25 years later, Dr Lambert Jackson has been dead 12 years from cardiovasculasr disease, the Rev Mr
Martin Gutwein is still holding up a wall against poverty and
desperation in Camden, all the children have grown up and are making
their own way in the world. Or are dead.
Camden is the gun murder capital of the world. It is a small city; no-one lives there if they can live anywhere else.
During the 30 years I have lived 5 miles down the road, Haddonfield has only had a single gun
homicide: when a daughter of Sicily, brought to this country to be a
wife, was kicked out of her family house so that the husband could
install his new wife. The evicted wife shot him dead. An African man, in some African communities, would have explained that she would always have the status of his first wife, and they all need to live happily together.
Crimes
of passion, upset over not being paid enough for a small job or
supplies, anger at anyone whose idea of parenting is to let young men
and women fail school and have no hope, and suicide while taking out
another so they don't die alone. Guns and despair are too available in
Camden, and too deadly.
And guns are, and have been, too available and too deadly all across the United States.
On
Apr 4, 1968, bullets from guns killed Martin Luther King jr.
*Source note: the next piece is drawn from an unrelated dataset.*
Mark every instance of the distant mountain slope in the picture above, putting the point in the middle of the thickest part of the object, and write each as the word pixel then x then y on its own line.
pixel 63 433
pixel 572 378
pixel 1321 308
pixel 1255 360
A death
too often seen in sons and daughters of Africa. On the same day 45 years
later, cancer killed Roger Ebert, a death too often seen in sons and
daughters of Europe: cancer killed my own British father in 1988.
Martin
Luther King jr and Roger Ebert had a lot in common: they were both
American citizens, well-educated, both passionate about what they did,
both wanted to appeal to the hearts and minds of all through mass media,
both married to daughters of Africa, and they died on the same day.
Roger Ebert was able to die at 70, of disease; guns made sure that the Rev Martin Luther King jr did not live to be 40.